Bukkit

@cvxx7q

Stolen accounts. You can get thousands of premium accounts by simply testing if username=password or password is "password", "1234567890", "secret", ...

Most Minecraft players haven't really done anything online before the game and therefore still don't understand that a password should be complex and kept secret. Just a day ago I found a list of username+passwords for over 1000 accounts online for free. Most of them with the aforementioned "passwords".

@cvxx7q

I don't want to support the creator of the tool in any way. Mainly because it's a simple program (I could write the same easily myself) and I don't want to support it even more.

It draws its power only from the cracked Minecraft accounts and the proxy servers that it uses, both of which don't come with the tool/people have to search for themselves if they want to make it really effective.

@Dmck2b

Yes, I know the program, but it costs money which I'm not willing to spend for it. When you get attacked next time, how many of the bots roughly get listed by the new spam.bot check and by which of the servers?

The idea would be that servers don't have to organize IP banlists for these attacks themself, because there are simply too many such proxies around (and every day thousands vanish and new ones appear), but instead ask online services that have specialized in this job and will just tell you every time if the specified account is connecting from a proxy.

@Dmck2b

At least I hope it works most of the time as wanted. I don't own the tool that's usually used for these spambots, so I could only work with the info that I got from others.

NoCheat 3.4.1:

• fix broken movement check of Nocheat. They'd detect flying, but not prevent it
• fix new spambot check to really be disabled when set "active: false"
• replaced two of the default servers for spambot check with alternatives, you'll have to delete that entry from your config file to get the new servers (delete the whole line "servers: ...", not just the actual servers from your config.yml)

After some intial feedback I decided to use different servers now. Also, thanks to those that reported the two bugs so fast!

Updating is highly recommended!

I'm very interested btw. in feedback for the "spambot" check thing.

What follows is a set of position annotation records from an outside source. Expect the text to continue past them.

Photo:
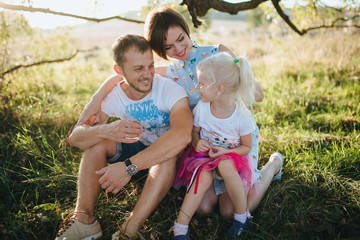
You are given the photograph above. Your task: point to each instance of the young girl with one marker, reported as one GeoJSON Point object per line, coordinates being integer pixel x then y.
{"type": "Point", "coordinates": [222, 140]}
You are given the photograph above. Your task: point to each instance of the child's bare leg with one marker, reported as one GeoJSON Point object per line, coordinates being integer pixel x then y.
{"type": "Point", "coordinates": [208, 202]}
{"type": "Point", "coordinates": [192, 201]}
{"type": "Point", "coordinates": [225, 206]}
{"type": "Point", "coordinates": [234, 186]}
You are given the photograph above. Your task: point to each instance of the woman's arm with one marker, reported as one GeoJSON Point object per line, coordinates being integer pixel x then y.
{"type": "Point", "coordinates": [93, 108]}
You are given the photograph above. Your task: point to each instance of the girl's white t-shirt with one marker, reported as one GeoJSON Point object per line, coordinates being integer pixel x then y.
{"type": "Point", "coordinates": [225, 132]}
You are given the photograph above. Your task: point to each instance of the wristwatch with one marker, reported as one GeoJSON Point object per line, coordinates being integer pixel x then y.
{"type": "Point", "coordinates": [131, 168]}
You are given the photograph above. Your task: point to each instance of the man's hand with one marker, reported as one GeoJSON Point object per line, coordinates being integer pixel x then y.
{"type": "Point", "coordinates": [125, 131]}
{"type": "Point", "coordinates": [92, 109]}
{"type": "Point", "coordinates": [202, 146]}
{"type": "Point", "coordinates": [114, 177]}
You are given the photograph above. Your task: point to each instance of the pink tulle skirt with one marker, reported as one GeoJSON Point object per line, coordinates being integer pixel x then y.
{"type": "Point", "coordinates": [192, 163]}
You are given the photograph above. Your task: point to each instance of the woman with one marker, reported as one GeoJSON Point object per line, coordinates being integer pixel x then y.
{"type": "Point", "coordinates": [169, 36]}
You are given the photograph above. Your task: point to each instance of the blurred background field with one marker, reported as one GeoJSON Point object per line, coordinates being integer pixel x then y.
{"type": "Point", "coordinates": [310, 114]}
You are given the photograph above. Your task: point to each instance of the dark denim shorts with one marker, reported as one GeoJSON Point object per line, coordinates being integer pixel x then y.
{"type": "Point", "coordinates": [127, 150]}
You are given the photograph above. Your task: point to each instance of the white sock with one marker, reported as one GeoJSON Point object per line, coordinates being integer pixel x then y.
{"type": "Point", "coordinates": [240, 217]}
{"type": "Point", "coordinates": [180, 229]}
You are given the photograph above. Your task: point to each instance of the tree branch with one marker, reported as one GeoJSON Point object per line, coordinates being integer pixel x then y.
{"type": "Point", "coordinates": [332, 25]}
{"type": "Point", "coordinates": [46, 10]}
{"type": "Point", "coordinates": [201, 7]}
{"type": "Point", "coordinates": [14, 68]}
{"type": "Point", "coordinates": [286, 17]}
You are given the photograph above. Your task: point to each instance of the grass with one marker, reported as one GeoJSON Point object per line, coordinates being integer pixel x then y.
{"type": "Point", "coordinates": [310, 114]}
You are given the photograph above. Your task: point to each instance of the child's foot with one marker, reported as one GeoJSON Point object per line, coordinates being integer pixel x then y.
{"type": "Point", "coordinates": [238, 229]}
{"type": "Point", "coordinates": [281, 158]}
{"type": "Point", "coordinates": [181, 237]}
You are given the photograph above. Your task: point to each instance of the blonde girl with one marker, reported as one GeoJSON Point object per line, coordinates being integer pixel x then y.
{"type": "Point", "coordinates": [222, 140]}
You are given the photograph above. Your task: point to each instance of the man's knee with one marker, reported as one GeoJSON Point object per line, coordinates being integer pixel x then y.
{"type": "Point", "coordinates": [165, 170]}
{"type": "Point", "coordinates": [103, 149]}
{"type": "Point", "coordinates": [225, 166]}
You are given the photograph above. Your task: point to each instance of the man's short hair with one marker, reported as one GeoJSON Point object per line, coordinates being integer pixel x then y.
{"type": "Point", "coordinates": [123, 43]}
{"type": "Point", "coordinates": [158, 23]}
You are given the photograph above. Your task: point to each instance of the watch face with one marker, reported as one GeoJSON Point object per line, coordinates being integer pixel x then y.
{"type": "Point", "coordinates": [131, 169]}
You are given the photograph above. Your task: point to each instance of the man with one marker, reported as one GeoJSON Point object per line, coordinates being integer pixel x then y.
{"type": "Point", "coordinates": [156, 125]}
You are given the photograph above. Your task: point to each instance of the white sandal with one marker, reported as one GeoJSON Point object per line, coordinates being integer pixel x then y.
{"type": "Point", "coordinates": [279, 156]}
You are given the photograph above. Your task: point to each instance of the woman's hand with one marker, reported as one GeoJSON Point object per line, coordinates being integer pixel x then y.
{"type": "Point", "coordinates": [216, 151]}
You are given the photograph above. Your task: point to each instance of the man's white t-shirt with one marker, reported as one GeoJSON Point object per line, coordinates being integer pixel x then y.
{"type": "Point", "coordinates": [152, 112]}
{"type": "Point", "coordinates": [225, 132]}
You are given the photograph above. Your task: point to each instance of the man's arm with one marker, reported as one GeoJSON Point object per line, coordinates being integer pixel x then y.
{"type": "Point", "coordinates": [94, 106]}
{"type": "Point", "coordinates": [167, 146]}
{"type": "Point", "coordinates": [171, 142]}
{"type": "Point", "coordinates": [86, 135]}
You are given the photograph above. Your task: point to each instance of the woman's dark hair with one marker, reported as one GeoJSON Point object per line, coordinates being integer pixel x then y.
{"type": "Point", "coordinates": [158, 23]}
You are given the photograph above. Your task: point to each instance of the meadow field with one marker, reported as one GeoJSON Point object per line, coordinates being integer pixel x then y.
{"type": "Point", "coordinates": [310, 113]}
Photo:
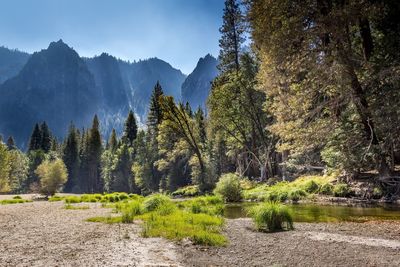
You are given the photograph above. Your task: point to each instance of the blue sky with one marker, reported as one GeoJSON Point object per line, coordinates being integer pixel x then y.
{"type": "Point", "coordinates": [177, 31]}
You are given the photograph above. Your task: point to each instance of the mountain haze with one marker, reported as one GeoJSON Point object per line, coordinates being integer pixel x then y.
{"type": "Point", "coordinates": [58, 86]}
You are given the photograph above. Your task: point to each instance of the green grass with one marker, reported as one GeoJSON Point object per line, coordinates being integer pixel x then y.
{"type": "Point", "coordinates": [301, 188]}
{"type": "Point", "coordinates": [202, 229]}
{"type": "Point", "coordinates": [73, 207]}
{"type": "Point", "coordinates": [211, 205]}
{"type": "Point", "coordinates": [13, 201]}
{"type": "Point", "coordinates": [163, 218]}
{"type": "Point", "coordinates": [271, 217]}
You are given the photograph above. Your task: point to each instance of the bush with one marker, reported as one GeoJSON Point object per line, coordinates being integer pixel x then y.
{"type": "Point", "coordinates": [72, 199]}
{"type": "Point", "coordinates": [341, 190]}
{"type": "Point", "coordinates": [187, 191]}
{"type": "Point", "coordinates": [311, 187]}
{"type": "Point", "coordinates": [153, 202]}
{"type": "Point", "coordinates": [130, 210]}
{"type": "Point", "coordinates": [296, 194]}
{"type": "Point", "coordinates": [271, 216]}
{"type": "Point", "coordinates": [52, 174]}
{"type": "Point", "coordinates": [326, 189]}
{"type": "Point", "coordinates": [229, 188]}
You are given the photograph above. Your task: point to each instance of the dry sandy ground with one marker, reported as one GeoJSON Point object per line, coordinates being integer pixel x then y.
{"type": "Point", "coordinates": [342, 244]}
{"type": "Point", "coordinates": [45, 234]}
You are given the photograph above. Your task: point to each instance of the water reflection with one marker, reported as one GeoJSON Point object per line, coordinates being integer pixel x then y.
{"type": "Point", "coordinates": [325, 213]}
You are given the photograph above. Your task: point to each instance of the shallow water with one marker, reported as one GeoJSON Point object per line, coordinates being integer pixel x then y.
{"type": "Point", "coordinates": [325, 213]}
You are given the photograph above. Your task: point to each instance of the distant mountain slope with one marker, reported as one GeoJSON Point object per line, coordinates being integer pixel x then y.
{"type": "Point", "coordinates": [197, 85]}
{"type": "Point", "coordinates": [55, 85]}
{"type": "Point", "coordinates": [11, 62]}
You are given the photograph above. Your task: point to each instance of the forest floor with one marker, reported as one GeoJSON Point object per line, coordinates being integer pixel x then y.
{"type": "Point", "coordinates": [45, 234]}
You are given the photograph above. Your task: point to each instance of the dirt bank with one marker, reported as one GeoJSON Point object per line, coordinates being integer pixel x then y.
{"type": "Point", "coordinates": [45, 234]}
{"type": "Point", "coordinates": [339, 244]}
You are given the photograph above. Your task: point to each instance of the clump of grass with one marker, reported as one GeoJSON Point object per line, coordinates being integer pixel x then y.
{"type": "Point", "coordinates": [341, 190]}
{"type": "Point", "coordinates": [13, 201]}
{"type": "Point", "coordinates": [271, 216]}
{"type": "Point", "coordinates": [212, 205]}
{"type": "Point", "coordinates": [73, 207]}
{"type": "Point", "coordinates": [202, 229]}
{"type": "Point", "coordinates": [153, 202]}
{"type": "Point", "coordinates": [187, 191]}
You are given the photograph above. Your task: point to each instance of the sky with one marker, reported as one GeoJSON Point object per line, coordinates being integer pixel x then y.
{"type": "Point", "coordinates": [177, 31]}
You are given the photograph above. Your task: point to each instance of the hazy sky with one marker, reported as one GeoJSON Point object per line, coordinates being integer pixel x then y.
{"type": "Point", "coordinates": [177, 31]}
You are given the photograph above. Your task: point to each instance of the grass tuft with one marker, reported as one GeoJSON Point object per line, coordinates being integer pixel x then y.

Which of the included 5 servers seems to give you false positives, if you get attacked by an actual spambot/tool (lot's of players connecting at once, spamming the chat), if and how many of them get identified by NoCheat?

Things like that would really help me out in refining it.

Version 3.4.0:

• new check "chat.spambot": Try to determine if players connect from public proxies and therefore are most likely to be used for mass spamming (multiple players connect and are remotely controlled)
• improved fight.direction check to be adapt better to enemies of unusual big or small height (e.g. Endermen, Chicken)
• REWRITTEN "Instructions.txt" file. Please take a look at it, it should be much more readable and informative

Details: http://forums.bukkit.org/threads/sec-nocheat-v3-3-0-detect-and-fight-the-exploitation-of-various-flaws-bugs-in-mc-cb-1-1-r3.4523/page-76#post-971256

Just spent almost 3 hours rewriting the "Instructions.txt" file to get it better formatted and more readable. It's now almost twice as long o_O

Take a look: https://github.com/Evenprime/NoCheat/blob/master/Instructions.txt

It already contains information about the next NoCheat version (so don't be confused if you can't find some of the mentioned options in your version) and most importantly it contains explainations for each check what the Violation Level (VL) in the log messages symbolizes.

Besides that: longer, more detailed descriptions, easier to spot headlines and stuff that should make skimming over the file in search for specific entries much easier.

PS: Only thing missing is a "Permissions" section. Once I've that too, I'll remove the page from BukkitDev that is currently used to explain permissions.

@hqt99

Sadly that's not possible. I suggest you really search for a plugin that provides a specialized command that counts how often people got kicked and let NoCheat call that command instead of the predefined "kick" it currently uses for spamming.

@BrvtvsC

You mean if people log out shortly after taking damage? Shouldn't be too hard to identify that and log it.